I started with the Cartpole Client-Server example. I’m doing a multi-agent game where I want one algorithm controlling some agents and another algorithm controlling others. These agents interact in a common game (think agent in the agent-based-simulation setting and not agent=rl agorithm).
The client:
# Make two client objects, one for each server. Make sure they have different ports
client_1 = PolicyClient('http://localhost:9900', inference_mode="local")
client_2 = PolicyClient('http://localhost:9910', inference_mode="local")
# Import your sim. I am using custom MultiAgentEnv simulations that I made myself, but this should work with any of the RLlib environments that are able to work with client-server
import sim # Pseudocode ;)
for episodes:
# Start data generation
obs = sim.reset()
# Each client has to start the episode
eid_1 = client_1.start_episode(training_enabled=True)
eid_2 = client_2.start_episode(training_enabled=True)
for steps in episode:
# Combine actions from two servers.

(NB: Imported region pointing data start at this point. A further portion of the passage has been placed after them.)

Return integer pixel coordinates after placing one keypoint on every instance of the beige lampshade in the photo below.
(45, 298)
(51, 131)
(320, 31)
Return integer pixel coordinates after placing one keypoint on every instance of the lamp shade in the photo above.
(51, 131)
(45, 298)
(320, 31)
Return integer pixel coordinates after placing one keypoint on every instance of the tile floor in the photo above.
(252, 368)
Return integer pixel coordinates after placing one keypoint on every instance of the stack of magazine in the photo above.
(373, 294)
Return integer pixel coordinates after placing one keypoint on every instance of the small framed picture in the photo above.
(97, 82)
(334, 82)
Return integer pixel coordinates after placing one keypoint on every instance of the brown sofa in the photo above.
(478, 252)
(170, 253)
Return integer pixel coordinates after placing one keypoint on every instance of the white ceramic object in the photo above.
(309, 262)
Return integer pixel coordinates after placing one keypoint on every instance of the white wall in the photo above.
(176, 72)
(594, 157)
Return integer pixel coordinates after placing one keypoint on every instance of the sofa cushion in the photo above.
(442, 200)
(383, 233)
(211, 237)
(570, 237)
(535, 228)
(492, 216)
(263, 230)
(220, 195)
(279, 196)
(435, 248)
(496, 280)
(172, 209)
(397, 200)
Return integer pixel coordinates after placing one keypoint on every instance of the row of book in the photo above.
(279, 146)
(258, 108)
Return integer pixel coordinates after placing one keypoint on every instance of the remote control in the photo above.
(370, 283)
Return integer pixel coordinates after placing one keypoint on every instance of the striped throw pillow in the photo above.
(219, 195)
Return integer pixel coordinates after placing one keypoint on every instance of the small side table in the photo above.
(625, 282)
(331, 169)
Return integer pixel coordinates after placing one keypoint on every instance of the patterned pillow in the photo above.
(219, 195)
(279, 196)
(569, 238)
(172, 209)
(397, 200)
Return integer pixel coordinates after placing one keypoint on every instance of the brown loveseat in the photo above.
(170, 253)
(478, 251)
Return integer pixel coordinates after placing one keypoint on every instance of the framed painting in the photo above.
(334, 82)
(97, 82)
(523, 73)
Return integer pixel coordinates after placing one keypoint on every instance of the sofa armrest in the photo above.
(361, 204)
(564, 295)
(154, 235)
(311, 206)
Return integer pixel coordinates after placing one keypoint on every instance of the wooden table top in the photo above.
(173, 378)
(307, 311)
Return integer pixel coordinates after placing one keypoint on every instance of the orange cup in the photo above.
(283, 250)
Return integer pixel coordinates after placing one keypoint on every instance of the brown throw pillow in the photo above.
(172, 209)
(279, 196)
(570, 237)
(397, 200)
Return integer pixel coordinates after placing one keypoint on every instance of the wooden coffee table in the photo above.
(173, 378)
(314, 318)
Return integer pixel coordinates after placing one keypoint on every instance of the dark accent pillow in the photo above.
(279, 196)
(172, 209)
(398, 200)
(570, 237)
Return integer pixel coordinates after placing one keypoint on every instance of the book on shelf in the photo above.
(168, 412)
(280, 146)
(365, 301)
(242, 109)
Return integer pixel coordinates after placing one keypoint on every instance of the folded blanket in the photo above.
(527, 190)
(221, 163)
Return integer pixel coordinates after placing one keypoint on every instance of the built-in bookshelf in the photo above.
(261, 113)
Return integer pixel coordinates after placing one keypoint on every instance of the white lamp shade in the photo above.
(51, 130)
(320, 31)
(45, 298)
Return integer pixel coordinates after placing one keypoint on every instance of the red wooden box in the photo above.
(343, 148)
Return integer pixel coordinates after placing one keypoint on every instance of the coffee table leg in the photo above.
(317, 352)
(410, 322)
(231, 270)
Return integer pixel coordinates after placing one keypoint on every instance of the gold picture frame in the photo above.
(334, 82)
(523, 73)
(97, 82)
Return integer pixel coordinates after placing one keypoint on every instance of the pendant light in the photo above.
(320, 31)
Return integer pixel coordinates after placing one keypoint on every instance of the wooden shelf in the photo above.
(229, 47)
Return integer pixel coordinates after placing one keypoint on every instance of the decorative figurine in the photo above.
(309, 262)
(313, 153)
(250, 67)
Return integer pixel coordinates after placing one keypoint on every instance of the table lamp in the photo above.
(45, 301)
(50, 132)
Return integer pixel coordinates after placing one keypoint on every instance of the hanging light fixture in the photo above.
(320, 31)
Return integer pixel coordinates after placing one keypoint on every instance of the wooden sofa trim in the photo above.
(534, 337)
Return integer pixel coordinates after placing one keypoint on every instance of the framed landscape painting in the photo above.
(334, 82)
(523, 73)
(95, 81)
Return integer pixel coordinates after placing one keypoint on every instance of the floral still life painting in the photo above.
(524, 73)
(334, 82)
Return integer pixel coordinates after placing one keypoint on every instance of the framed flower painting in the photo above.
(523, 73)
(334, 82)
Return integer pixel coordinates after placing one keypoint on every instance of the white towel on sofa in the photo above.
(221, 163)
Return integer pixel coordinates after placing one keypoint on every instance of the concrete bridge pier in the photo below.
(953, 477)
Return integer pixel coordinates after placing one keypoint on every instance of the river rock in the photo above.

Notice that I only give client 1 the observations
# that are associated with that server, so that it only reports actions for those agents.
# This is important because everything has to sync up correctly.
action = {
**client_1.get_action(eid_1, obs[agents_with_client_1])
**client_2.get_action(eid_2, obs[agents_with_client_2])
}
# The actions are passed to the simulation, so all the agents are interacting in each step
obs, reward, done, info = sim.step(action)
client_1.log_returns(eid_1, reward[agents_with_client_1])
client_2.log_returns(eid_2, reward[agents_with_client_2])
if done['__all__']:
break
client_1.end_episode(eid_1, obs[agents_with_client_1])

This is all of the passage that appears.